Um barbeiro, logo que lhe falassem em frieiras aconselhava um escalda pés; pois é nos pés que elas ordinariamente atacam com mais força.

Um dia perguntou-lhe uma mulher o que havia de fazer ao seu filho que tinha  frieiras.

– Dê-lhe um escalda pés – aconselhou o barbeiro.

– Mas o meu filho não tem frieiras nos pés, tem-nas nas orelhas…

– Ah! – respondeu o barbeiro – pois então lhe dê um escalda pés às orelhas.

AUTOR PREFERIDO

– Minha senhora, já leu os “Trabalhadores do Mar”?

– Não, senhor.
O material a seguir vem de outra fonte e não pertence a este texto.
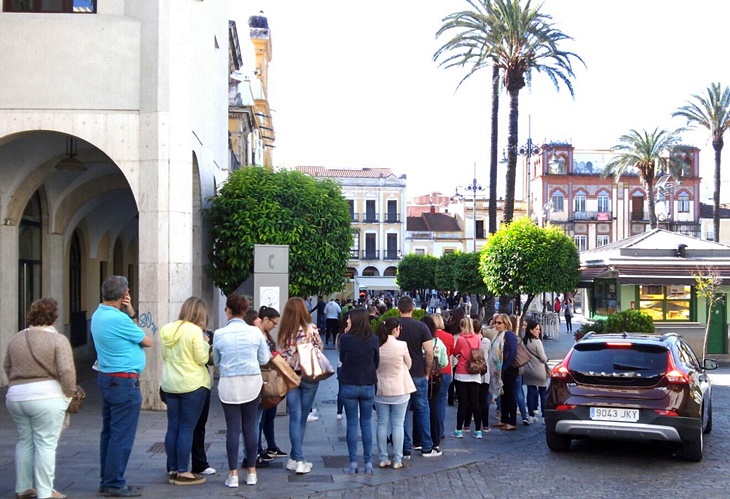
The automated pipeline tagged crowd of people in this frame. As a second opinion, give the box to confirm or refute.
[4,276,548,499]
É bom romance?

– Excelente.

– Hei de ler, eu aprecio as obras de Victor Hugo, e leio com tanto gosto, que no fim do primeiro capítulo, já estou dormindo.

MELHOR DE CAVALO

Querendo um indivíduo injuriar a outro pela imprensa, consultou um rábula, mostrando-lhe o artigo, cuja injúria mais saliente consistia na palavra “burro”.

Este, depois de ler com atenção, observou ser melhor usar antes a palavra “cavalo”, porque a outra encerrava mais um elogio do que uma injúria.

– E então por quê? – perguntou o indivíduo.

– Porque de um burro, – retorquiu o rábula – se faz um ministro, um bispo, um presidente, um deputado, um juiz… e de um cavalo nada se faz.

 

SÓ SE FALTAR COMIDA!

Temores da mãe para com o filho, que está prestes a seguir para a frente de batalha, na Guerra do Paraguai:

                        – Toma cuidado meu filho,

                        Não vá morrer lá na briga!

                        – Tal susto não me atrapalha;

                        Morrerei mas é se há falha,

                        De munição pra barriga.


VAGABUNDO

O moleque, abrindo a janela pela manhã, diz para o estudante, que ainda está na cama:

– Sinhô moço, aí está o explicador* de filosofia.

Estudante:

– O meu explicador já de pé, e eu ainda estou deitado! Moleque, fecha depressa a janela, eu sou indigno de ver a luz do sol.

DERAM CRIA

Um sujeito escreveu um drama, que mandou publicar, e pôs à venda em uma loja 50 exemplares. Passado um ano, o autor mandou buscar o produto, e o dono da loja enviou-lhe 51 exemplares e nada de dinheiro. Então o “dramaturgo”, meio zangado, foi perguntar ao comerciante:

– Que diabo de história é essa?! Pois que os exemplares eram 50, e me foram entregues 51!

O dono da loja respondeu:

– Eu lhe enviei um de presente, pelo favor de me haver “desentupido” as prateleiras!